|Vol. 1 No. 10|| |
|The crime scene|
The explosion occurred as Rajha was opening a suspicious bag left on a church pew to inspect its contents shortly after the 11:30 A.M. mass. Apparently the zipper of the bag was attached to the pin of a Russian-made grenade lying inside, which detonated when the bag was opened.1
Investigators have released a sketch of the suspect based upon the accounts of those present at the scene. One witness who was standing outside the church prior to the explosion, 12-year old Jad Abu Daher, said that a bearded stranger left the church when worshipers stood up to take communion."I come here every Sunday and I know everybody that comes here. I didn't know that man. I think they meant to kill the priest." No arrests have been made, however.

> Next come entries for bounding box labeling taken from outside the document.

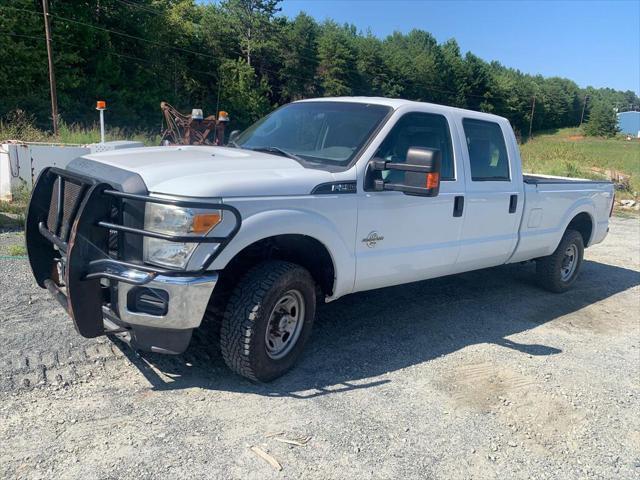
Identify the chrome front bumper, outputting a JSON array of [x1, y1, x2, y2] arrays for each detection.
[[118, 272, 218, 330]]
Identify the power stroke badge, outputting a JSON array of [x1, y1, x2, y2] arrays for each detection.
[[362, 230, 384, 248]]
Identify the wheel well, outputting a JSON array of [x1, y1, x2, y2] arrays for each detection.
[[567, 212, 593, 247], [213, 234, 335, 297]]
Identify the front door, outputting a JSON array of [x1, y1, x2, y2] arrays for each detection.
[[355, 112, 466, 291]]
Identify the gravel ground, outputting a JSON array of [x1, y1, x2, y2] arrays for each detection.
[[0, 218, 640, 479]]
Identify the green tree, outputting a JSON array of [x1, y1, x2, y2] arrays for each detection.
[[220, 0, 281, 66], [220, 58, 271, 130], [279, 13, 319, 102], [584, 102, 618, 137], [318, 21, 356, 97]]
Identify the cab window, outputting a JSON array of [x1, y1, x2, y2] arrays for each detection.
[[462, 118, 510, 182], [376, 112, 455, 182]]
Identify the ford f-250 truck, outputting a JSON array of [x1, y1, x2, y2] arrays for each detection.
[[26, 97, 614, 381]]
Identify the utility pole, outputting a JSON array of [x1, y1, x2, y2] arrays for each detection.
[[529, 95, 536, 138], [580, 95, 589, 126], [42, 0, 58, 137]]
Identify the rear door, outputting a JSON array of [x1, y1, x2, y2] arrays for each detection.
[[355, 107, 464, 291], [457, 117, 524, 271]]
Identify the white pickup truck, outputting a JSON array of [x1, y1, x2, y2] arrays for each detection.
[[26, 97, 614, 381]]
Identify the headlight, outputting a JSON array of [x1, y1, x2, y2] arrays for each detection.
[[143, 202, 222, 268]]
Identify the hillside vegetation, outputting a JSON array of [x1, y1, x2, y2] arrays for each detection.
[[520, 128, 640, 196]]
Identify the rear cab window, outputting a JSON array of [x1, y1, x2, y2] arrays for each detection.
[[462, 118, 511, 182], [375, 112, 455, 182]]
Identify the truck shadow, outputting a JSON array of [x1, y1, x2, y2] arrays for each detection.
[[120, 261, 640, 398]]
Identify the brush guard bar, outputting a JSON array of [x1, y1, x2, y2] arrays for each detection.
[[25, 167, 242, 338]]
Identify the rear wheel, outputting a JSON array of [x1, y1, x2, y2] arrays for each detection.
[[536, 230, 584, 293], [220, 260, 316, 382]]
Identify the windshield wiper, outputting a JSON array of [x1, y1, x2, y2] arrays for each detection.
[[250, 147, 304, 162]]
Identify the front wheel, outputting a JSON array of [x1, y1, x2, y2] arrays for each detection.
[[220, 260, 316, 382], [536, 230, 584, 293]]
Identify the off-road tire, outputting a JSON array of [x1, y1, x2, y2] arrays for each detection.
[[536, 230, 584, 293], [220, 260, 316, 382]]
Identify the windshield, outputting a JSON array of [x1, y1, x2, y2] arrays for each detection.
[[234, 102, 391, 166]]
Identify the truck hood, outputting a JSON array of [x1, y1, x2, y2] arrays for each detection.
[[75, 146, 334, 197]]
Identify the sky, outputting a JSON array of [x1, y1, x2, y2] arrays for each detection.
[[281, 0, 640, 94]]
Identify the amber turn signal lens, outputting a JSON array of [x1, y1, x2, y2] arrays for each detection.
[[427, 172, 440, 188], [191, 213, 222, 233]]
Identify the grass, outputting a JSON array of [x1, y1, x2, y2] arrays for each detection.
[[520, 128, 640, 198], [0, 111, 160, 146]]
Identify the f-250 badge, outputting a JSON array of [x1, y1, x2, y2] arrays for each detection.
[[362, 230, 384, 248]]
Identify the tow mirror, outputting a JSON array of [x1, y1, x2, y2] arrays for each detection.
[[227, 130, 240, 144], [369, 147, 442, 197]]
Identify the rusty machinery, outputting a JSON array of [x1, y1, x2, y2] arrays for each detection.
[[160, 102, 229, 145]]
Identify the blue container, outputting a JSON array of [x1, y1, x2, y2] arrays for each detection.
[[618, 112, 640, 138]]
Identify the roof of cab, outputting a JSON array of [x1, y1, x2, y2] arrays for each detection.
[[295, 97, 504, 119]]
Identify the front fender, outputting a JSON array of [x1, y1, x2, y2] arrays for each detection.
[[204, 209, 355, 299]]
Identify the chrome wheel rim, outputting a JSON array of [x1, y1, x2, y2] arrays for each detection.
[[264, 290, 304, 360], [560, 244, 578, 282]]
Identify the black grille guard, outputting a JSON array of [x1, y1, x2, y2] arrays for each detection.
[[25, 167, 242, 337]]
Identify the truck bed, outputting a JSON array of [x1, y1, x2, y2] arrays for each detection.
[[522, 173, 611, 185]]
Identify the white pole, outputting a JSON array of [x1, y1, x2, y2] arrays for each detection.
[[100, 109, 104, 143]]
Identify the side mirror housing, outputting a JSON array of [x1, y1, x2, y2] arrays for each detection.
[[369, 147, 442, 197], [227, 130, 240, 143]]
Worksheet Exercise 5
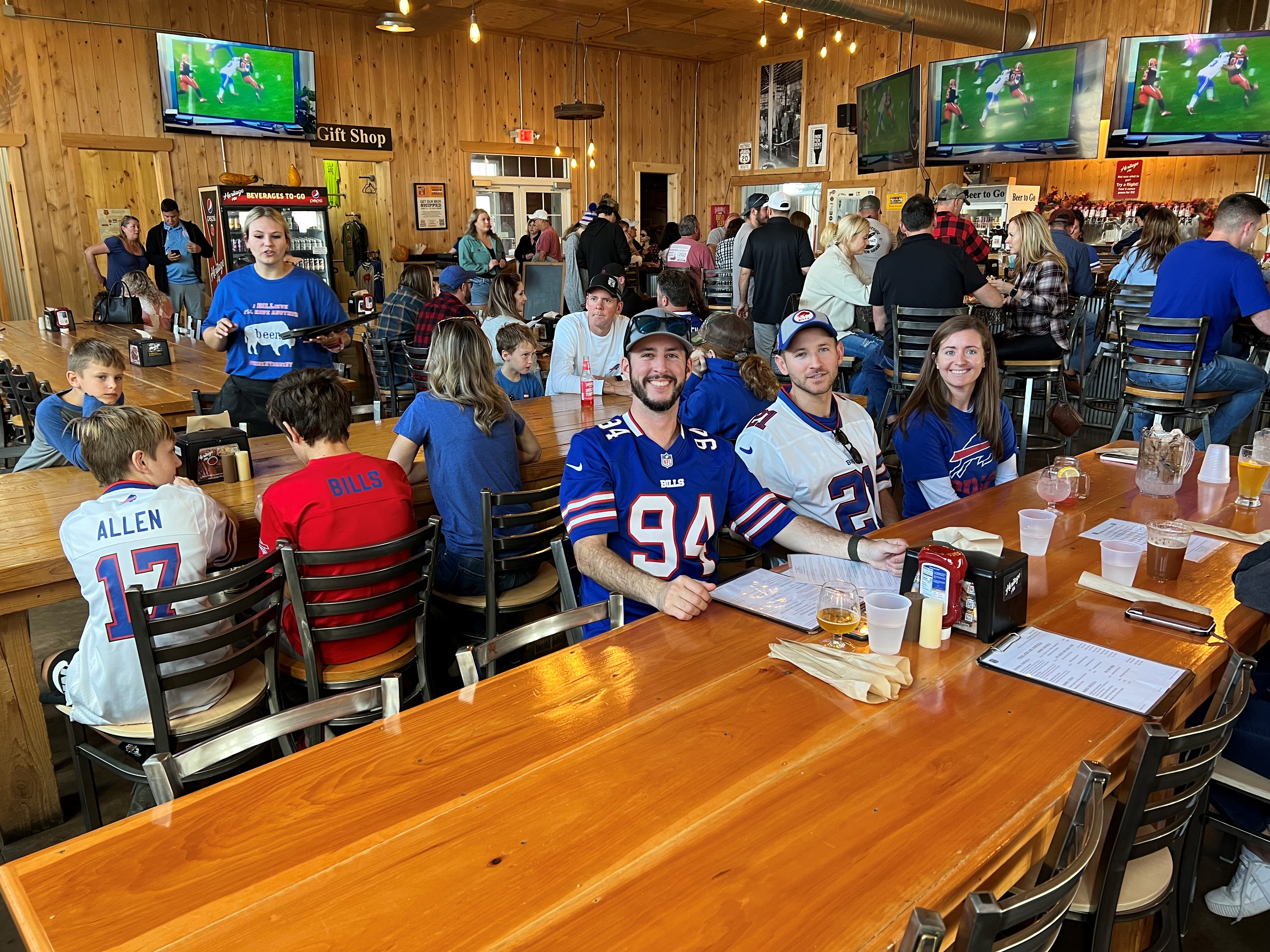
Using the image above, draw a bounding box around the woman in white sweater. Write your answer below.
[799,214,881,412]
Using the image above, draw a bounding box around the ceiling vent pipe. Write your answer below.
[782,0,1038,49]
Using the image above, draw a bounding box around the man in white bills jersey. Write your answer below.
[41,406,237,725]
[737,311,899,534]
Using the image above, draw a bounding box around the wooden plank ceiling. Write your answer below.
[315,0,772,62]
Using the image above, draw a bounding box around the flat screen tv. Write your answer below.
[856,66,922,175]
[1107,32,1270,157]
[157,33,318,138]
[926,39,1107,165]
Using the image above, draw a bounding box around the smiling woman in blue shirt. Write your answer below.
[895,317,1019,519]
[1129,192,1270,449]
[201,206,349,437]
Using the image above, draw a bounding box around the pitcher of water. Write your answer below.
[1137,427,1195,499]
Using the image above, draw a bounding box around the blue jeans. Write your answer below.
[1129,354,1270,449]
[841,334,886,415]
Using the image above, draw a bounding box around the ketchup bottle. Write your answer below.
[917,543,968,638]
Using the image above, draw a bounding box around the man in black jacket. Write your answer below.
[146,198,212,327]
[578,202,631,274]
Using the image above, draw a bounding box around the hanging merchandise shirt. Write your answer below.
[199,265,344,380]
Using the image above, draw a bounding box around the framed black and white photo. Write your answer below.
[758,60,806,169]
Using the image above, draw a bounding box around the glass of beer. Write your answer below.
[1234,445,1270,509]
[1147,519,1191,581]
[815,581,864,649]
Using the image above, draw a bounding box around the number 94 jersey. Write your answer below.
[560,414,794,637]
[737,388,890,534]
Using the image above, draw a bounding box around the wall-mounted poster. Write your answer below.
[414,182,449,231]
[806,123,829,169]
[758,60,803,169]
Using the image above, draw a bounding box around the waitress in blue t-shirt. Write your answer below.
[202,206,349,437]
[895,317,1019,519]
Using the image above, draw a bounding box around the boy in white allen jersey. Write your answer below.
[41,406,237,725]
[560,307,907,637]
[737,311,899,533]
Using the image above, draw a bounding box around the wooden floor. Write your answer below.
[0,447,1270,952]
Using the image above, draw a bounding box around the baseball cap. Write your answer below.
[701,311,751,354]
[776,309,838,350]
[622,307,692,354]
[587,272,622,301]
[767,192,790,212]
[437,264,480,291]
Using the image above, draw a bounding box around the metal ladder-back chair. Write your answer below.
[456,594,624,688]
[1111,317,1234,445]
[58,546,293,830]
[144,674,401,803]
[278,517,441,744]
[1067,650,1255,952]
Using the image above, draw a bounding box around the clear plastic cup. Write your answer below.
[1101,540,1146,585]
[865,592,913,655]
[1019,509,1058,556]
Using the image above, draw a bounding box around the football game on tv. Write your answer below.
[1107,32,1270,156]
[926,39,1106,165]
[856,66,922,174]
[157,33,318,138]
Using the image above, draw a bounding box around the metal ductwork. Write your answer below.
[782,0,1036,51]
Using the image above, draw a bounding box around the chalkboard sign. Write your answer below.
[524,262,564,321]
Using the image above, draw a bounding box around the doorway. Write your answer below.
[639,171,671,242]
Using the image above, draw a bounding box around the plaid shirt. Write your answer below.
[932,212,992,264]
[1011,259,1072,350]
[414,291,476,347]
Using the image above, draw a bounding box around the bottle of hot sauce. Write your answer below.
[917,543,969,638]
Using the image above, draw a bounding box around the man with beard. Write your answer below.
[560,309,907,637]
[737,311,899,538]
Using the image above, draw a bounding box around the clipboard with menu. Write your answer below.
[710,569,821,633]
[979,625,1195,718]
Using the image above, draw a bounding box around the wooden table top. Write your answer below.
[0,321,226,427]
[0,396,630,614]
[0,454,1270,952]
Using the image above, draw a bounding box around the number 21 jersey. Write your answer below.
[560,414,794,637]
[58,482,236,723]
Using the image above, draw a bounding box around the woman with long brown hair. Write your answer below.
[389,319,542,595]
[679,317,781,440]
[1111,208,1182,287]
[895,317,1019,519]
[989,212,1072,360]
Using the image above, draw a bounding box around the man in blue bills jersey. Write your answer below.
[560,309,907,637]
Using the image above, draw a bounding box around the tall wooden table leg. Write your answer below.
[0,610,62,842]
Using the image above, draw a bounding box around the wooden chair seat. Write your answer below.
[278,635,414,684]
[57,652,269,740]
[432,561,560,612]
[1124,386,1234,402]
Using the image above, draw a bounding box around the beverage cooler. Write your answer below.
[198,184,335,292]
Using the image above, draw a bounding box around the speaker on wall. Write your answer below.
[838,103,856,132]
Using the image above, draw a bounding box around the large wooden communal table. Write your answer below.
[0,454,1270,952]
[0,321,225,427]
[0,391,630,840]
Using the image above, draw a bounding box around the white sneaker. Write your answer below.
[1204,847,1270,921]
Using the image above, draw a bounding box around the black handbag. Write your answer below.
[93,280,142,324]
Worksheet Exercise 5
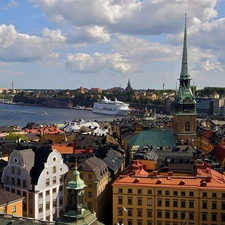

The crime was intended "to attract the media and undermine civil peace," said Chief Military Prosecutor Nasri Lahoud. "It's clear that such an action was perpetrated by either a network or a side manipulating a network," he continued, "and this is not the first time that they have sent us a such a message. This crime was intended to create an uproar that will undermine national security."2
The last church bombing in Lebanese occurred in February 1994 at the Sayyidet al-Najat church in Zouk, which killed 11 people and wounded 59. In what many considered a travesty of justice, Lebanese authorities charged members of the predominantly Christian Lebanese Forces militia with responsibility for that attack. Many Christians felt ill at ease with Lahoud's explicit comparison between the two cases. "All crimes like this since 1994 have been revealed and I say that we will reveal this one within a month or two as well."3
1 "L'explosion de l'eglise de Dekouneh: Un attentat commandite de l'exterieur," La Revue du Liban, 9-16 October 1999.
2 "Dikwaneh Residents in Shock after Grenade Kills Church Warden," The Daily Star, 4 October 1999.